Session Information
09 SES 07 B, Assessments and Feedback in Primary and Secondary Education
Paper Session
Contribution
The prevalence of inequality in learning outcomes have long been established in the field of sociology and educational research (see i.e. Teese et al., 2007) and the socioeconomic background (SES) of the students have repeatedly been found to account for a substantial portion of the variation in school performance. Secondary analysis of data from the international large scale assessment study PISA for example suggest that an average on 12% of the variation in performance can be explained by the SES of the student across the participating countries (see Figure II.2.5 in OECD, 2019). Consequently, much research within the field of education has been preoccupied with learning more about how this inequality arises and how to mitigate it.
A common trait from this research is that students from high-SES homes have a relative advantage compared to low-SES students. This advantage have many names in the literature: cultural capital (Bourdieu & Passeron, 1990), non-cognitive skills (Liu, 2020) and speech codes (Bernstein, 1971) to name just a few. Using differing terms and based on different theoretical points of origin, these theories all seem to suggest that high-SES students through their primary socialization in their familes are equipped with a set of competencies, which in an institutional setting like the school are utilized for educational success. While these theoretical explanations have been profoundly and meticulously discussed in sociological and educational research for at least fifty years (Gamoran & Long, 2007), empirical studies that test a complete model on how a) high-SES parents transmit or foster these crucial competencies at their offspring, b) how these competencies come at play inside the classroom and, c) how this specific employment of the competencies turns out as educational success, are still sparse. One specific reason is that data sets containing all the relevant information to test the full model empirically are very rare. However, by combining four longitudinal data sets on the same group of students in the Danish compulsory school and follow them throughout fourth, fifth and sixth grade, I will be able to test the full model empirically.

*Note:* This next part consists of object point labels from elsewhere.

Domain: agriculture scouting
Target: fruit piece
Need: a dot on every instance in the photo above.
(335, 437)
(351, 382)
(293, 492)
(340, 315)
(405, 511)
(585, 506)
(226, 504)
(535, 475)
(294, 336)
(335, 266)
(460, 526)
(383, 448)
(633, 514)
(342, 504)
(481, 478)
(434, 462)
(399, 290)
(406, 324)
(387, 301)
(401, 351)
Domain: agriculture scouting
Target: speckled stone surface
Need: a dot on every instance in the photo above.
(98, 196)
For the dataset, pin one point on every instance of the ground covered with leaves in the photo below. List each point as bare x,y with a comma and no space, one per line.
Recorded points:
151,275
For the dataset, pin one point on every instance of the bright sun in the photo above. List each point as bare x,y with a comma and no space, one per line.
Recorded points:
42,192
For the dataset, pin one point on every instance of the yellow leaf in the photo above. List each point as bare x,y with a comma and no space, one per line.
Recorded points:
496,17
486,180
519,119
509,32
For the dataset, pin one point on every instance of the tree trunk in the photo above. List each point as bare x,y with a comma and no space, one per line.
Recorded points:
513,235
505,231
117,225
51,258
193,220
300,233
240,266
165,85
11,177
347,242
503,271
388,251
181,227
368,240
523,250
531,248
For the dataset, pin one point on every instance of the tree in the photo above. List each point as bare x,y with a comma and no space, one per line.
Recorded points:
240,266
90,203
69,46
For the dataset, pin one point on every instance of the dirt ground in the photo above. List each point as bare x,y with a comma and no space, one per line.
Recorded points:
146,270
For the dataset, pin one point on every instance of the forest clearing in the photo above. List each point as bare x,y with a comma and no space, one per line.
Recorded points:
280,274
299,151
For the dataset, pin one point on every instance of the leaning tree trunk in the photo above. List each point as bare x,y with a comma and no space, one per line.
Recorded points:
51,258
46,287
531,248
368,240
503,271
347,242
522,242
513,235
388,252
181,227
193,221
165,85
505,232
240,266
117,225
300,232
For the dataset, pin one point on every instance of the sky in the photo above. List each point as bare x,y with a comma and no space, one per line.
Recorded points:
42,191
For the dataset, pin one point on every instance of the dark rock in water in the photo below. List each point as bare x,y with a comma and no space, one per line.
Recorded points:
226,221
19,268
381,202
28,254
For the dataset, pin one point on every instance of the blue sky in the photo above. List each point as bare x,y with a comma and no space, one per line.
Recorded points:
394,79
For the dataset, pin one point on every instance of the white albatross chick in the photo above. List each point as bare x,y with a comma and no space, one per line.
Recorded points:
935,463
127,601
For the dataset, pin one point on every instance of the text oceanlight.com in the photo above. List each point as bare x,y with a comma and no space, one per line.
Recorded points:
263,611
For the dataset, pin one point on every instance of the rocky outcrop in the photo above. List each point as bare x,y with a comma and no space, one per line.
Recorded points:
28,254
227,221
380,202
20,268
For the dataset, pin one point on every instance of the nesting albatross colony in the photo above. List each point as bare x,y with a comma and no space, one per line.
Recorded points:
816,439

To this end the aim of the study is to present and test a theoretical and empirical model on why high-SES students have a higher chance of success in the educational system including the three crucial cruxes; a, b and c. To reach this aim, I will draw on sociological as well as pedagogical and didactical literature to build such a comprehensive theoretical model and test it empirically subsequently (see Model 1). In the model, I suggest that: a) high-SES students’ dialogical competencies are cultivated in their homes to a higher degree than is the case for low-SES students. This is obtained through for example kitchen table discussions. b) Inside the classroom, these dialogical competencies come in play in teacher-students interactions – namely, when teachers are giving feedback for learning – leading high-SES students to receive a more sophisticated type of feedback from the teachers. This feedback facilitates students to come up with their own learning strategies when faced with challenges, which in turns stimulate the students’ ability to be self-regulated learners. c) The ability to self-regulate ones learning is a crucial skill in the 21st century schools in many countries and is recognized and rewarded in every day teaching as well as at assessments and exams leading high-SES student to perform better and thus have a higher chance of educational success. After presenting and testing the model, I discuss if and how this new model and knowledge can help mitigate the power of social background on educational success.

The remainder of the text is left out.